Summer days are long in Dublin (longer than they are in Toronto) so this low hanging sun over South King Street doesn't mean darkness is right around the corner. The sun set will be blissfully s-l-o-w.
Our wettest day in Dublin was the one where we set off for Giant's Causeway and the Carrick-a-Rede Rope Bridge. Take a look out this window and it'll give you an idea of how the day felt.
We heard the employees over their walkies talking about how they were probably going to have to close the rope bridge soon so had to hurry across and then back again. I'm not gonna lie, the flimsy look of the thing in combination with the wind made me a little nervous as I dashed across. The rain poncho I bought on site acted like a kite, which didn't help. But the area is gorgeous, rain or shine.
As was Giant's Causeway. Walking on the long path down to the rock formations, my poncho blustering in all directions and my hair and jeans soaked, I lost it and doubled over with hysterical laughter re. the nastiness of the day, which got Paddy laughing nearly as badly.

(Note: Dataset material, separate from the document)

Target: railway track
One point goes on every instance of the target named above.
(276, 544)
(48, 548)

You'll note the rain spots on my camera lens in some of my shots below.
Dunluce Castle ruins, Northern Ireland
Thankfully the next day back in County Dublin was much nicer and we went out to Malahide Castle with family. They don't allow you to take pictures inside but the guided tour of the castle is well worth it, and the grounds are lovely. While you're there don't miss out on the Avoca Café which is expensive but offers scrumptious meals.
Irish pint in an Irish pub, July 3rd, 2013
Treats in Bewley's Café (Grafton Street) window.
I never realized that you could sit outside on the third floor ( Irish and English folks would count it as the second floor) but sure enough you can spy people up there.
And the evening we dropped into Bewleys it was crowded
so guess where we headed?
Here's Paddy's snack: a pear and almond tart & coffee.
And mine: cupcake with sparkling pink lemonade.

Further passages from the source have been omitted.